CompaniesPREMIUM

Dipula sees signs of recovery in office sector

Group says Johannesburg office market remains oversupplied and highly competitive

Dipula CEO Izak Petersen. Picture: SUPPLIED
Dipula CEO Izak Petersen. Picture: SUPPLIED

Dipula Properties has reported interim distributable earnings per share  (EPS) within its full-year guidance and is seeing signs of recovery in the office sector.

The group, which has a portfolio of 161 retail, office, industrial and residential properties across SA, predominantly in Gauteng, reported a 4.2% rise in distributable EPS to 28.44c for the half year to end-February, and is on track for its full-year guidance of 4%-6%.

Revenue rose slightly to R760.1m from R755m a year ago and net asset value per share rose to R7.01 from R6.60, the company, formerly known as Dipula Income Fund, said on Wednesday.
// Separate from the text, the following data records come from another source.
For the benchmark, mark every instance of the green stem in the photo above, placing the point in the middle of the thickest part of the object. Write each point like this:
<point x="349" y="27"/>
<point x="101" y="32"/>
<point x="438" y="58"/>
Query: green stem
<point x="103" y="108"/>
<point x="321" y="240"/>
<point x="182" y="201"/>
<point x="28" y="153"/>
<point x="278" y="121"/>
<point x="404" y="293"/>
A dividend of 25.6c per share was declared.

“Dipula’s operational performance reflects solid delivery and a strongly defensive position in persistently challenging conditions,” said CEO Izak Petersen.

He added, however, that the group felt the impact of higher prevailing interest rates and hedging costs relative to expiring hedge instruments.

“Encouragingly, we are seeing signs of recovery in the office sector and continued stability in our retail and industrial portfolios, with sustainability initiatives expected to support long-term performance,” he said.

Operational highlights included significant leasing activity, contributing to a reduction in overall portfolio vacancies from 8% to 7%.

Dipula’s office portfolio recorded a renewal rate of 8.3% followed by industrial at 6.2% and retail at 2.4%. New and renewed leases concluded during the period amounted to R309m, securing sustainable income streams, it said.

Tenant retention of 79% was lower than in recent periods as Dipula adopted stricter criteria to improve tenant quality in its industrial portfolio, specifically for mini-units where there is high tenant turnover.

Industrial and logistics assets delivered 13% of Dipula’s rental income and, with a vacancy of just 4%, this segment remained stable and sought-after, the group said.

The retail portfolio reported steady vacancies at 6%. Offices comprise 16% of Dipula’s income, and the office vacancy rate ended the period at 19%, down from 23% in the year-earlier period.

“The office improvement is refreshing, however, there is still some way to go, and the Johannesburg office market remains oversupplied and highly competitive,” Petersen said.

It invested R117m in refurbishments and redevelopments, nearly R70m of which was for income-generating projects, including solar PV, with the remainder allocated to defensive projects.

A portion of the proceeds from R125m in disposals contributed to funding these projects.

While no acquisitions were completed during the period, Dipula had a strategic pipeline of growth opportunities, he said.

“We are assessing some interesting opportunities which fall within our core focus, a few of which we hope to close in the short term.”

Dipula’s installed solar capacity will more than double to about 16MW after the instillation of an additional 9MW of new solar projects to be rolled out during this calendar year.